Once Ali received his diploma, that stated that he was an electronic engineer, he was very much in need of a change of scenery from books and homework. Although his family had come to Denmark as refugees to avoid the war and bombings in Iraq, he wanted to do the military service he had postponed during his studies. However, he then avoided military service by lottery, but decided to volunteer with the Special Forces. Due to restructuring, the dispatch of his team was postponed for 6-8 months, which made Ali change tracks to the civilian section of the Defence.
“I get the chance to work on some exciting projects that no one else has access to,” he says, referring to his work on installing launch racks for the Launcer MK41 missiles on the three Danish naval frigates. The missiles have been tested at drills off the coast of northern Norway, where drones have been shot down, but otherwise, the frigates are stationed in Korsør. During the installation phase, Ali worked on calculations which allowed the different weapon systems to communicate. Ali also had to coordinate purveyors such as the American military or the Danish factory Therma. Today, the frigates are operating, so Ali is working on correcting errors, improvements and finding solutions for updating technical installations: “This could be a defective printed circuit board which is no longer in production,” he explains. “Then it is my job to find a new solution.”

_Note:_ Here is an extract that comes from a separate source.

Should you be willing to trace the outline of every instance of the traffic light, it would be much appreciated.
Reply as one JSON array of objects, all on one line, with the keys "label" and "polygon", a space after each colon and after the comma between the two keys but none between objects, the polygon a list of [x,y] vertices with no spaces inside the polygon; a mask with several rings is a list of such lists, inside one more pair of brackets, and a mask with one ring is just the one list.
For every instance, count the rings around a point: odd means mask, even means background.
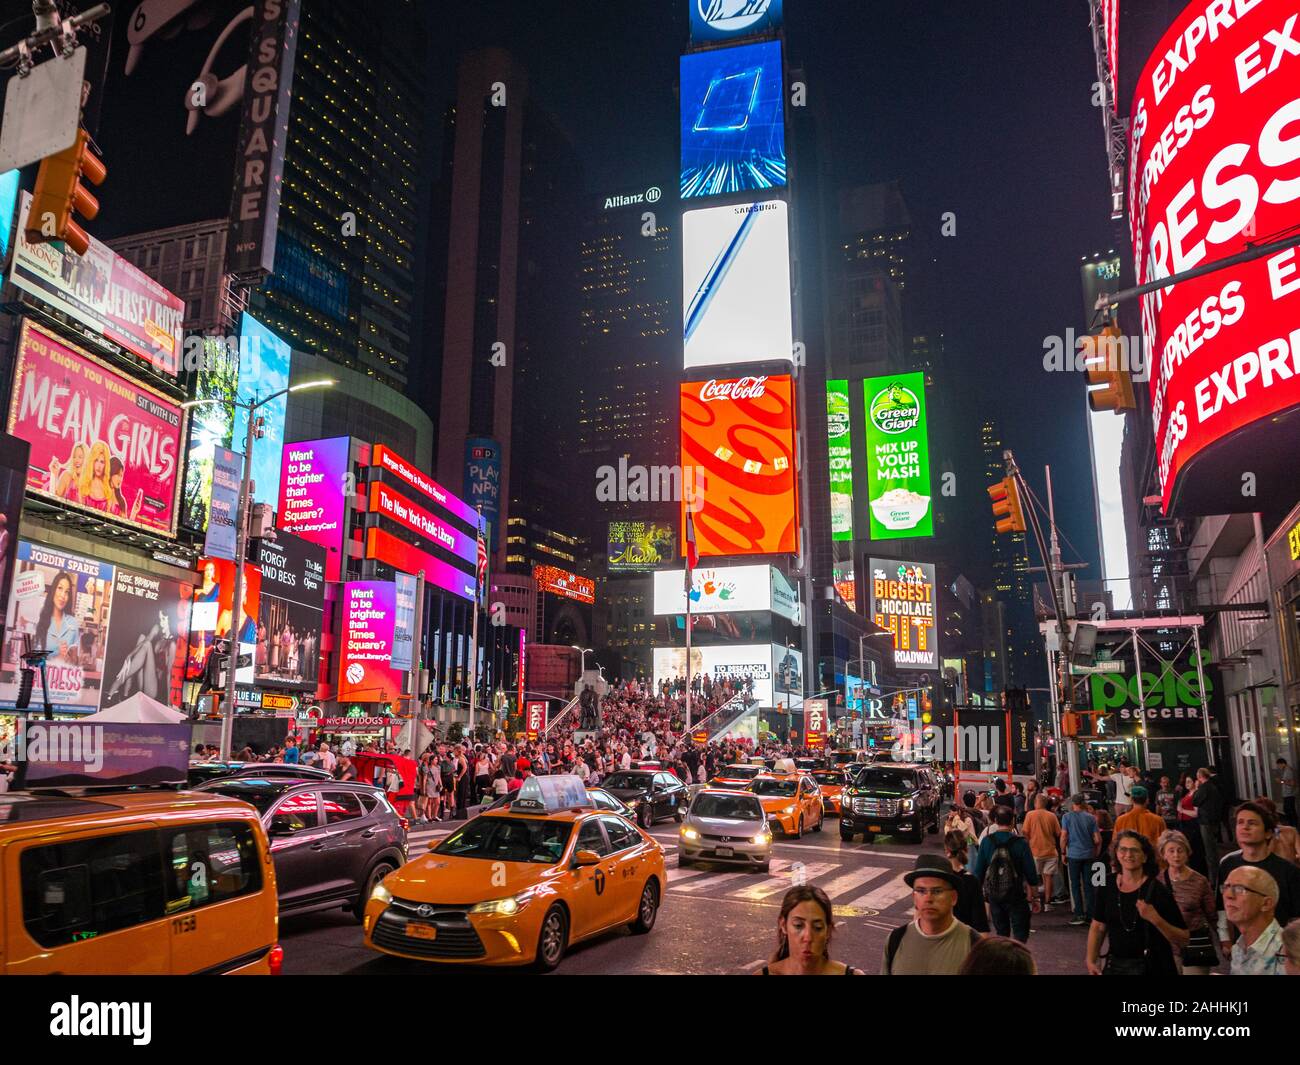
[{"label": "traffic light", "polygon": [[1088,405],[1093,410],[1137,409],[1133,379],[1119,359],[1120,335],[1119,326],[1108,325],[1100,333],[1080,341],[1083,365],[1088,374]]},{"label": "traffic light", "polygon": [[32,686],[36,683],[36,670],[23,666],[23,678],[18,682],[18,698],[14,700],[14,709],[26,710],[32,705]]},{"label": "traffic light", "polygon": [[87,221],[99,214],[99,200],[81,183],[102,185],[108,168],[90,147],[90,134],[77,130],[70,148],[41,160],[36,175],[36,191],[27,213],[26,237],[29,244],[48,244],[61,240],[78,255],[90,249],[90,235],[77,225],[73,214]]},{"label": "traffic light", "polygon": [[998,532],[1025,531],[1025,512],[1020,506],[1020,487],[1014,477],[990,485],[989,498],[993,500],[993,516],[998,519]]}]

Some of Ali’s work is classified, but he lets on that he gets his hands on a lot of new technology.
“I realize that there is no competition salary wise between the Defence and the private engineering field. But it is a family friendly place to work,” says Ali, who is the father of two small children. All overtime work is deposited in a so-called care-account and multiplied by 1.5 – this means, that 10 overtime hours become 15 hours’ worth of lieu days. “We have child’s first sick days and two extra care-days per year. So I am happy with my choice.” The pension is good, too, and there is security as well. This all makes Ali feel that his working conditions are ideal for him and his family.